Suppose T is a theory (i.e., a set of sentences) in a formal language L of logic. A decision procedure for T is a mechanical procedure for calculating whether any given sentence of L is a logical consequence of T. We say that T is decidable if it has a decision procedure and undecidable if not. The decision problem for T is to determine whether or not T is decidable. (One can avoid the slightly vague notion of a mechanical procedure by noting that a theory T is decidable if and only if the set of its logical consequences is computable.)

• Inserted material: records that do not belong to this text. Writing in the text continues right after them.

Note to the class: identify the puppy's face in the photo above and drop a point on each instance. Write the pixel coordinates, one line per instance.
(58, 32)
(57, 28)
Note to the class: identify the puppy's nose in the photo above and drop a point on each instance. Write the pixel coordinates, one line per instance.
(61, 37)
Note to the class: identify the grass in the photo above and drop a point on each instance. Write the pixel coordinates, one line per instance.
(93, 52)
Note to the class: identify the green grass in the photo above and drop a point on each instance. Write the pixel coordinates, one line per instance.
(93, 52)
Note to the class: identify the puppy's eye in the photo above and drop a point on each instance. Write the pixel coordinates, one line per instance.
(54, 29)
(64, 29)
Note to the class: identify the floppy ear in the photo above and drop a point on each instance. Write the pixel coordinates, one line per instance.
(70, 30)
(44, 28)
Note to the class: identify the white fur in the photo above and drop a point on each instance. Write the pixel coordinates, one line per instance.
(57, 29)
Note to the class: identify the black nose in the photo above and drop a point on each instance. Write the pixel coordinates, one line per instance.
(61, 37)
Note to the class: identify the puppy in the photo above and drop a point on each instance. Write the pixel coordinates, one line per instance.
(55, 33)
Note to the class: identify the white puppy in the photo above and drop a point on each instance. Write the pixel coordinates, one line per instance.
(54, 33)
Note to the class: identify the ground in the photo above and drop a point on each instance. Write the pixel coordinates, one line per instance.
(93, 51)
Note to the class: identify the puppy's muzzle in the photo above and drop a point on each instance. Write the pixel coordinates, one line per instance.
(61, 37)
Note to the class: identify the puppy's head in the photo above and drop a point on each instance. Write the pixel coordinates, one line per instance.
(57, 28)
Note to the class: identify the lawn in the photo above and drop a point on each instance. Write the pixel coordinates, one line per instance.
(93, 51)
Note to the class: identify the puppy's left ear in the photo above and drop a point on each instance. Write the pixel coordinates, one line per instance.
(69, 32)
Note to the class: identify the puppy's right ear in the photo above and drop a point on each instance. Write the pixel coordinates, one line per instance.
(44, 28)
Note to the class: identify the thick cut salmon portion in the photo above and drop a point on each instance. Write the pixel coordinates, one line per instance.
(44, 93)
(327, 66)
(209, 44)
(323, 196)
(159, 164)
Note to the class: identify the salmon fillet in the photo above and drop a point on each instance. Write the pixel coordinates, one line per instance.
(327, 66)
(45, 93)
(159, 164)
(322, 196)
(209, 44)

Quantifier elimination and related model-theoretic techniques have yielded proofs that many important first-order theories are decidable. Examples are the theory of addition of integers (Presburger 1930), the theories of real-closed fields and algebraically closed fields (Tarski 1951), the theory of abelian groups (Szmielew 1955), and—if a number-theoretic conjecture of Schanuel is true—the theory of the field of real numbers with exponentiation (Macintyre and Wilkie 1996). The first theory shown to be undecidable was first-order Peano arithmetic; Kurt Gödel proved its undecidability in 1931. Many other undecidable theories are known, but the proofs of undecidability are all based directly or indirectly on Gödel's ideas. In 1970 Yuri V. Matiyasevich (1993) improved Gödel's result by showing that the set of diophantine sentences true in the natural numbers is not computable (a diophantine sentence is one of the form "There are natural numbers m, n, and so on such that E is true," where E is an arithmetical equation using m, n, and so on). Part 3 of "Decidable and Undecidable Theories" of J. Donald Monk (1976) gives many examples.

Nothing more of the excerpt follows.